No more clear-felling for any reason!

A very big issue at stake - "what should happen when the $20 million New Zealand taxpayers spent to protect Maori-owned native forests in the South Island runs out in June next year.

Efforts to rescue the most precious 5000ha of native forest from the risk of being unsustainably felled look so far to have protected only a sixth of it.

Not good enough

The Nature Heritage Fund has negotiated protection deals on seven sections totalling only 808ha for $7.166m - the equivalent of $8868/ha, or $44.3m if the cost was similar for all 5000ha.

It has committed another $8.12m for other owners."

The Ministry of Agriculture and Forestry (MAF) on the 6th announced a review of the rescue policy put together in 2002 to protect the old-growth forest on land set aside under the 1906 South Island Landless Natives Act (Silna). The act covered 57,538ha - 400 blocks mostly in Southland and Stewart Island, with small areas on the West Coast and in Marlborough.

About 5000ha - outside Stewart Island, Waitutu and Whakapoai blocks - is regarded as priority for conservation: the Tautauku-Waikawa blocks on the southeast Otago coast, and the West Rowallan and Waitutu blocks on the Southland coast.

My whanau is from Waikawa, and some are still there, my mother went to school at Niagra and is part owner of Maori land at Tautuku, my whanau are buried in the urupa.

Taxpayer funding started as bid to stop Silna landowners clearfelling trees.

Some Silna landowners filed a Treaty of Waitangi claim in 1990 arguing they were not getting full economic use of the land - mainly because of restrictions on logging native forests.

The Silna owners claimed their lands were exempted from obligations in law to sustainably manage indigenous forest because they were given as compensation to Maori early last century.

But Crown lawyers eventually said the land was given to Maori as a gift, rather than as compensation for not having other land from which they could earn a living.

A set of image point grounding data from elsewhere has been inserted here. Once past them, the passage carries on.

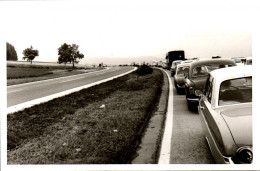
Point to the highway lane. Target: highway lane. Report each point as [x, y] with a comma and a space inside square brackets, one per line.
[188, 145]
[22, 93]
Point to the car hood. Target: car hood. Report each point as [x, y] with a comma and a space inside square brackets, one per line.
[179, 78]
[200, 82]
[239, 121]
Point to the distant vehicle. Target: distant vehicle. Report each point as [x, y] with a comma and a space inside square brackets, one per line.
[225, 110]
[174, 66]
[198, 74]
[173, 56]
[216, 57]
[248, 61]
[239, 60]
[179, 77]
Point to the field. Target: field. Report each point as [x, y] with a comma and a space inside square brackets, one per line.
[99, 125]
[23, 73]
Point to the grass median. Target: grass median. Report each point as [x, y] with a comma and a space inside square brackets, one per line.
[98, 125]
[24, 73]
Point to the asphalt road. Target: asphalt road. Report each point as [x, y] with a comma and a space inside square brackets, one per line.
[22, 93]
[188, 145]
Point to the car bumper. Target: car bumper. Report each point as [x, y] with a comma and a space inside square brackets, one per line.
[180, 86]
[219, 158]
[193, 99]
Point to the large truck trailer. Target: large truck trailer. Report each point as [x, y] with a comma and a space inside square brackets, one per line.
[173, 56]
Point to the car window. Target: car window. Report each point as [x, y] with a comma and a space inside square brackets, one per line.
[208, 90]
[199, 71]
[182, 70]
[235, 91]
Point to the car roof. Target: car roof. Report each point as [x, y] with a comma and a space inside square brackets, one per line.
[231, 72]
[211, 61]
[183, 64]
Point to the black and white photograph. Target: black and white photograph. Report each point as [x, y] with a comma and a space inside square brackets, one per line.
[129, 85]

Problems came to a head with clearfelling of native forest on Silna land in the scenic Catlins region, south of Balclutha.

The Government signed up more than half the remaining landowners of Silna forests in other areas to a moratorium under which they received money for paying the rates - effectively holding off on destruction of the bush.

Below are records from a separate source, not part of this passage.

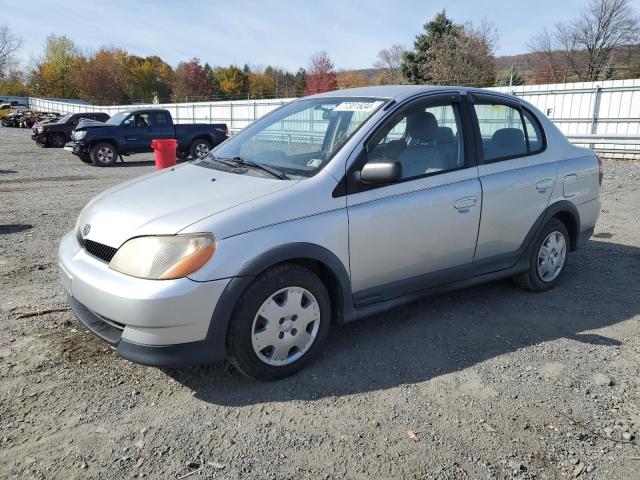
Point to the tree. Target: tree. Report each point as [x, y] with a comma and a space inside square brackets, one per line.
[191, 82]
[144, 79]
[13, 84]
[415, 66]
[586, 46]
[300, 82]
[352, 79]
[511, 77]
[390, 61]
[213, 80]
[452, 54]
[261, 85]
[234, 83]
[321, 77]
[55, 73]
[554, 66]
[100, 77]
[9, 45]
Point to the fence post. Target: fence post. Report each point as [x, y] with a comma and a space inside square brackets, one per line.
[596, 113]
[596, 110]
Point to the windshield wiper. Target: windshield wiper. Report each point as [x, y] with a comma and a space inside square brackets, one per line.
[250, 163]
[239, 162]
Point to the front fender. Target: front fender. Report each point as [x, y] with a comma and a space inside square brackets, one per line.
[217, 333]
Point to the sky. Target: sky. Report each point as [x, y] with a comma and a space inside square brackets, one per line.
[283, 33]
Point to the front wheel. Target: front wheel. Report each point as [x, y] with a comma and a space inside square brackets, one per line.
[200, 148]
[104, 154]
[279, 323]
[57, 140]
[548, 258]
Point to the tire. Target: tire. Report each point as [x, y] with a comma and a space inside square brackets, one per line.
[199, 148]
[289, 342]
[104, 154]
[57, 140]
[548, 258]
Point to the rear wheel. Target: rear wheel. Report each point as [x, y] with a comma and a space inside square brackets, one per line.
[104, 154]
[279, 323]
[57, 140]
[548, 258]
[200, 148]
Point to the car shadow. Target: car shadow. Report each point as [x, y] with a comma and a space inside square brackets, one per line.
[140, 163]
[14, 228]
[448, 333]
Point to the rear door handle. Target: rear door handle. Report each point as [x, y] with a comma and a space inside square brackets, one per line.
[544, 185]
[464, 204]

Initial payments from 1999, described by MAF as a "goodwill payment" of $34/ha in exchange for a voluntary moratorium on logging of Silna forests, ran until 2006.

In 2002, taxpayers provided another $19.691 million - initially over seven years - to extend the voluntary moratorium on logging, and to protect forest.

As I said a very big issue. i don't know all of the ins and outs of this issue but I do know that we will not be able to grow native forest like these blocks again. So I say a line in the sand must be drawn. NO MORE CLEAR FELLING. For us and our children after us.
Yes - compensation must be sought and lets support that bid and make the amounts meaningful and influential but cutting down the last remaining forest is not the answer - to any question!